The fact that so much regulation is open to interpretation has introduced a whole new set of challenges for compliance professionals. One such challenge is being able to justify the rationale used to interpret and implement a specific regulation in an audit situation. This is not always straight forward. Often, it’s hard to trace the communication regarding a regulatory judgement call. Much of the communication may have been left off email chains or key decision makers may have even left the organisation. So, how can financial institutions eliminate this operational risk?
Using smart documents in compliance
One thing that can be done to increase efficiency and reduce operational risk is to eliminate the so-called “dumb” documents and replace them with “smart” documents. Despite advances in technology in recent years, in 2018, many financial institutions are still using basic word processing software to create, edit and maintain key compliance and enterprise risk framework documents. These documents are not connected to each other meaning that policies and controls are not connected to the relevant risks and regulatory requirements. This lack of organisational system creates risk and ends up costing firms time and money when they need to update their policies and ensure that they are in line with regulation and internal controls.

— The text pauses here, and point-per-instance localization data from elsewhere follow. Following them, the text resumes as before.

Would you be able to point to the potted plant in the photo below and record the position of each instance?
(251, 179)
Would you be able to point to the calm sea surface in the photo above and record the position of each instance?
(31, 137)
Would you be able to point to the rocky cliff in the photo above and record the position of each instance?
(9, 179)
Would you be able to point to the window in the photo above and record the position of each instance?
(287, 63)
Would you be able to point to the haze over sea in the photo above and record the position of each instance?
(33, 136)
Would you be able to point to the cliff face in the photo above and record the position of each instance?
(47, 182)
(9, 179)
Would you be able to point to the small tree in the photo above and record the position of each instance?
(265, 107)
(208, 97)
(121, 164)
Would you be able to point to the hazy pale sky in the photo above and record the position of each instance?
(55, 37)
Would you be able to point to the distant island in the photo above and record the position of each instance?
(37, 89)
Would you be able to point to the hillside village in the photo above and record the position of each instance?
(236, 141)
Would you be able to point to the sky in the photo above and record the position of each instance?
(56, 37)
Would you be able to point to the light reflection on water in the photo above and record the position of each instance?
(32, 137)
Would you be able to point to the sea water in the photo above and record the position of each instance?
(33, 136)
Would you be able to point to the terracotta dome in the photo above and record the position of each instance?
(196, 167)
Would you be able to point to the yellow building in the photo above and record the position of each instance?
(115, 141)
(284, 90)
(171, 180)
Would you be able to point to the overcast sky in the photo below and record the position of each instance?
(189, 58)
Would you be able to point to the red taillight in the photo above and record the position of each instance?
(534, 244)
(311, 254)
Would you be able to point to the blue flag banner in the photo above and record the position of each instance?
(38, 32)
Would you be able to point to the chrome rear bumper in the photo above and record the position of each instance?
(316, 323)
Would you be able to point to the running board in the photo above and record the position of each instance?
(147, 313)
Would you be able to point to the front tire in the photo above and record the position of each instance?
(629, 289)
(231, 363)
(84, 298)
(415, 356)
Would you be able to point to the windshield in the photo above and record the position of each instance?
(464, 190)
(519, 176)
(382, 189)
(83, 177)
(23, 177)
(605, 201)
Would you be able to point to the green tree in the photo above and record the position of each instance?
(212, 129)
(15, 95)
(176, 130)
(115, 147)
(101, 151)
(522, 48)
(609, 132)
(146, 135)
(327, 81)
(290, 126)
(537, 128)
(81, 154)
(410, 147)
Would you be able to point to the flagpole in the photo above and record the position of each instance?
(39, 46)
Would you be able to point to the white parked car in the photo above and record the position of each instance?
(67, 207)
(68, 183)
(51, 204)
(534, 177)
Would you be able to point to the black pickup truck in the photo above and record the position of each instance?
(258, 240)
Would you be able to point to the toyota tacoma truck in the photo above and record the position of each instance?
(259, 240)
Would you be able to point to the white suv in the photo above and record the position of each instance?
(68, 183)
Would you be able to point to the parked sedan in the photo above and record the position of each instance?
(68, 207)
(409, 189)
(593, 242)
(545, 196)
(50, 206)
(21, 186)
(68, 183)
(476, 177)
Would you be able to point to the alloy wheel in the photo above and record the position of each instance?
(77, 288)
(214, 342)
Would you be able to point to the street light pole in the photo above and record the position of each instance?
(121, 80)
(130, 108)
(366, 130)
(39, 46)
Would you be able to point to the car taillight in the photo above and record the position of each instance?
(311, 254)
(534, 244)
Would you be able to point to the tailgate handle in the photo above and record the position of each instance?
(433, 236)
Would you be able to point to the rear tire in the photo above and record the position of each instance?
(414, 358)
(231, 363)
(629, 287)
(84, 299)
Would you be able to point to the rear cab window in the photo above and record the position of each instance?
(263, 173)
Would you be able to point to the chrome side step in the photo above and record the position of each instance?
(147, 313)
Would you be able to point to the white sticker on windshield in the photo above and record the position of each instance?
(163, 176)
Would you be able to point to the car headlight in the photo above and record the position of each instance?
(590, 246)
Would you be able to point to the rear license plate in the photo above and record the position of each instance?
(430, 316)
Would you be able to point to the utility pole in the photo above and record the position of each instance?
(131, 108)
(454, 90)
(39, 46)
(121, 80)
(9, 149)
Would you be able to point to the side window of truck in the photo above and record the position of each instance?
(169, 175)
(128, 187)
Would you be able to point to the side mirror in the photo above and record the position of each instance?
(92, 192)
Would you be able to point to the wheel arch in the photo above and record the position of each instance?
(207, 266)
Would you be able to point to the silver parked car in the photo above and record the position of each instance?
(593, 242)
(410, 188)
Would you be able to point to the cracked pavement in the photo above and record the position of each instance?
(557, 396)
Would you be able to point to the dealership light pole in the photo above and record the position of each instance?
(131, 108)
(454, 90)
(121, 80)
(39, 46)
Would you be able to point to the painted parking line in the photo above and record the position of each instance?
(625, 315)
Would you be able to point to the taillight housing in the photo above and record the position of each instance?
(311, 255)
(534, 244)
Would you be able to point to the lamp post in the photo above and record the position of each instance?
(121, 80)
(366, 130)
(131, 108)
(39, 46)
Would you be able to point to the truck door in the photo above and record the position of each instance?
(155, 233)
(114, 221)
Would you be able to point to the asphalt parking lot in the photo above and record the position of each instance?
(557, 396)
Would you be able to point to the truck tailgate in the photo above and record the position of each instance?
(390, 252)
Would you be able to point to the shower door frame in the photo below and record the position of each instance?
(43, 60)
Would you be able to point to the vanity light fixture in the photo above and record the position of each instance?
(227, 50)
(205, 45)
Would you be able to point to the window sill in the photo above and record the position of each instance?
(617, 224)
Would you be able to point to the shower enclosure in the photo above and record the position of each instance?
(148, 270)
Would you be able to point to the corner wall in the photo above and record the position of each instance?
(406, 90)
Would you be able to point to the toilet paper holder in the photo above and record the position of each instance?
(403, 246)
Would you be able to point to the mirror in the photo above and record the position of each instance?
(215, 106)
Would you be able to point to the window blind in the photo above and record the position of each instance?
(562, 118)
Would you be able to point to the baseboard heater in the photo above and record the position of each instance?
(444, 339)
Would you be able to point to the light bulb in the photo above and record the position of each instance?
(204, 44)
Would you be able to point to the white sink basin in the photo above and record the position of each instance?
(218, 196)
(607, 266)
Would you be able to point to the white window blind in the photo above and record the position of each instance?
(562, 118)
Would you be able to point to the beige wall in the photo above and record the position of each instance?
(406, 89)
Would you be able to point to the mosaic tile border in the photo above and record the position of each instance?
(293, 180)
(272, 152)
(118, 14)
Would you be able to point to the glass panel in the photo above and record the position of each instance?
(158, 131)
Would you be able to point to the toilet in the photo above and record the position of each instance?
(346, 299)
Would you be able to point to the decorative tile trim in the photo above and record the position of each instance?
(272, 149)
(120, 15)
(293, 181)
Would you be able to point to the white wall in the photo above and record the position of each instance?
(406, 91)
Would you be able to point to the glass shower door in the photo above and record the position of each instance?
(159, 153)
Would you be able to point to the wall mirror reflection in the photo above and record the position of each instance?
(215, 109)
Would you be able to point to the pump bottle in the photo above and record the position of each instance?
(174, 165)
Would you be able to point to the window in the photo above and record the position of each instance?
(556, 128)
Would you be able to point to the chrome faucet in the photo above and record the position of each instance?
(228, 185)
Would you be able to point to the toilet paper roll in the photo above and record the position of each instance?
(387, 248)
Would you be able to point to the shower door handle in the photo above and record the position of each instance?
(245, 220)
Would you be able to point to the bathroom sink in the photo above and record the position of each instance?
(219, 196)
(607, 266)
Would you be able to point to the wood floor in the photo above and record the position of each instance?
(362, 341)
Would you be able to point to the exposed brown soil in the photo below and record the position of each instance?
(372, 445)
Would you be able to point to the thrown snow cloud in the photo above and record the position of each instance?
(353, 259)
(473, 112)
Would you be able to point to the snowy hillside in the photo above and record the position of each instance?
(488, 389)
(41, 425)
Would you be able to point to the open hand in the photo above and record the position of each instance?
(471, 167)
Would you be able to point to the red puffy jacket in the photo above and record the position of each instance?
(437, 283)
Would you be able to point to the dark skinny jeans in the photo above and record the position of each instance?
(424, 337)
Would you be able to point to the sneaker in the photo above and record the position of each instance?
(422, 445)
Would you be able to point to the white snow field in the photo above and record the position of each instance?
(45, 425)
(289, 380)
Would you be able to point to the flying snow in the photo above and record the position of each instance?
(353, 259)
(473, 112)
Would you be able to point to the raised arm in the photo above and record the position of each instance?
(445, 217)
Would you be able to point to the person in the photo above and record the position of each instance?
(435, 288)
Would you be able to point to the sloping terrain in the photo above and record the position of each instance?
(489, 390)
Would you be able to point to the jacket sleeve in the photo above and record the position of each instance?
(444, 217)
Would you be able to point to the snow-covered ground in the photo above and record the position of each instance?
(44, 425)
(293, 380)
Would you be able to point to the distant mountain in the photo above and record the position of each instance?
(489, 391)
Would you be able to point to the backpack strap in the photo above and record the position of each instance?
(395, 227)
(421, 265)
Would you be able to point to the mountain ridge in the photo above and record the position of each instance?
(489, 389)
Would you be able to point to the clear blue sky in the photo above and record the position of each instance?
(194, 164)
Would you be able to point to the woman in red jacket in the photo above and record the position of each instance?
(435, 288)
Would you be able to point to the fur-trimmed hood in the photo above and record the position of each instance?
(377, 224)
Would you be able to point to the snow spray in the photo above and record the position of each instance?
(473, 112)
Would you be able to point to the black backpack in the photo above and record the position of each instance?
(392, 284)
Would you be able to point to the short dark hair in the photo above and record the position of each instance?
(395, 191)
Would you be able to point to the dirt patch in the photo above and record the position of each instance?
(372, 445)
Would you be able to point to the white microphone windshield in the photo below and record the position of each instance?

The absence of “intelligence” in their policy and risk documentation is one of the reasons financial institutions look into regulatory technology. They want the process of locating key documents and important content in them considerably less stressful and time consuming and want to tool up their SMEs. For instance, ClauseMatch enables policy documents to be linked both upstream (to a regulation) or downstream (to a control), meaning that it’s much easier to quantify the impact of regulatory change. The platform also learns from the decisions and approvals made on documents and their mapping to other content so that over time such decisions become consistent and (ultimately) automated.
Capturing the interpretation process
With regulation becoming less rules-based and more principles-based, firms also need to adapt to a principles-based regulatory environment. UBS’s Hunt uses an interesting example about corporate hospitality and the possible conflict of interest that can arise. This example highlights that the onus is put on the industry participants to interpret the rule. And the fact, as he rightfully says compliance experts “can no longer give definitive answers as to what is or isn’t permitted”.
As the certainty of the regulation is gradually fading away, as “the call on how to handle this new form of regulation has to belong to the business”, the need to capture the interpretation process and documenting the rationale behind key decisions is crucial. If the decision-making process is recorded, it’s much easier to prove to regulators that fundamental principles have been taken into account in policies and controls and due consideration was given to the regulatory requirement.
The key here is eliminating “human risk”. It’s important to remember that interpretation is human based. People’s thought processes and decisions can vary depending on a number of factors and over time, the specific rationale behind a key decision may be forgotten.
It’s essential for a financial institution to have the capability to capture the regulatory interpretation process and have a record of all conversations, the context, the personnel involved and the key decisions. This should all be captured as a by-product of the various workflows around policy or control documents. In the past, essential data points were almost impossible to trace. An issue that banks want to address via regulatory technology.
The process and capabilities that compliance and business use need to adapt to the change of approach from the regulator. These changes will be addressed with the right mix of people skills, process implementation and product capabilities – to ease the compliance burden and eliminate operational risk.
Not all scenarios can be captured in all process flow. It is important to review periodical for exception case.